Un portrait brûlant du nord québécois

28 août 2025
Crédit image : Science-Presse

À l’été 2023, la communauté de Pessamit, sur la Côte-Nord, a accueilli une centaine d’Innus de Uashat mak Mani-utenam fuyant les incendies de leur secteur. Cela rappelait 1991, lorsque c’étaient les Innus de Pessamit qui avaient été hébergés par ceux de Uashat mak Mani-utenam, là aussi en raison d’une saison intense d’incendies.

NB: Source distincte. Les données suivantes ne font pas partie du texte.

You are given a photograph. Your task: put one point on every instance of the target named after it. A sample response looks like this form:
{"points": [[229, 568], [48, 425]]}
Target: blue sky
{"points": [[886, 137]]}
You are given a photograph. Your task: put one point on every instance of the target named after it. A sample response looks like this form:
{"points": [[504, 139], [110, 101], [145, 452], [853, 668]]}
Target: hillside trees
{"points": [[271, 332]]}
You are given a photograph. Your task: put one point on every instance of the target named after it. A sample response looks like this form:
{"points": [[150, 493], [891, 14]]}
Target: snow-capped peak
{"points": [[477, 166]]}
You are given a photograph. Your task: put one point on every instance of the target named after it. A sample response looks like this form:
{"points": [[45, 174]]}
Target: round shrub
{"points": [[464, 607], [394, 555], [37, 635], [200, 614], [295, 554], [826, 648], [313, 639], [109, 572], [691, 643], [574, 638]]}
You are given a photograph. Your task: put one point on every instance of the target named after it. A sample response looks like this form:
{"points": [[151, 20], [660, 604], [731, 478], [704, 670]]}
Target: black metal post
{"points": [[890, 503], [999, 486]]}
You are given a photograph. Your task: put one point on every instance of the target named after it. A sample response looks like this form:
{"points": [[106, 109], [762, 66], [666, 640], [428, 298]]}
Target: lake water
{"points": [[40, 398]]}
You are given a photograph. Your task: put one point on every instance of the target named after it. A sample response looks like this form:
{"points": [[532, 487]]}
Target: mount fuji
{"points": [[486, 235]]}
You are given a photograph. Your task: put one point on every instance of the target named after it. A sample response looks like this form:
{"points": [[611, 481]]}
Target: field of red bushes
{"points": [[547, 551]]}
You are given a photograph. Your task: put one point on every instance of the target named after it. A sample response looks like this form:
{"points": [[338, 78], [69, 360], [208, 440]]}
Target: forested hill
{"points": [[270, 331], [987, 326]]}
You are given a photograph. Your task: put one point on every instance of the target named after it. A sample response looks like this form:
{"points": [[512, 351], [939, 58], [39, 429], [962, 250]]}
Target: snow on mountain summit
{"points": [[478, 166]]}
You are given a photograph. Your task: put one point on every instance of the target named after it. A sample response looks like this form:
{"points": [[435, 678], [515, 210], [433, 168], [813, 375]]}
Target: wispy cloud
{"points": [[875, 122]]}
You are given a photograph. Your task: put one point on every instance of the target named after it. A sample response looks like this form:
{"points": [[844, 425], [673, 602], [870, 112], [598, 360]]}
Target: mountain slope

Georges Pushtash Fontaine est l’un des membres de Pessamit qui revient sur les évènements de 1991 dans un atlas thématique consacré aux bouleversements climatiques du Nitassinan, le territoire de la Première nation des Innus. Fruit des savoirs scientifiques et ancestraux, l’ouvrage Mishta-Mishkutshipalu Tshishiku  – Le temps qui change, témoigne des traces du réchauffement climatique sur cette communauté innue et des préoccupations culturelles, écologiques et scientifiques sur ce territoire.

Les bouleversements climatiques frappent en effet durement les communautés du nord avec notamment l’intensification et l’allongement de la saison des incendies. Ce qui s’ajoute aux autres effets négatifs du réchauffement du climat, comme la perturbation des déplacements sur le territoire et un recul de la biodiversité. « Cela fait longtemps qu’on en parle. Nos parents nous avaient prévenus que l’industrialisation allait perturber le «nutshimit» (l’intérieur des terres) et faire partir les derniers caribous proches de la communauté », relève Adélard Benjamin, le coordonnateur de projets au secteur territoire et ressources de Pessamit.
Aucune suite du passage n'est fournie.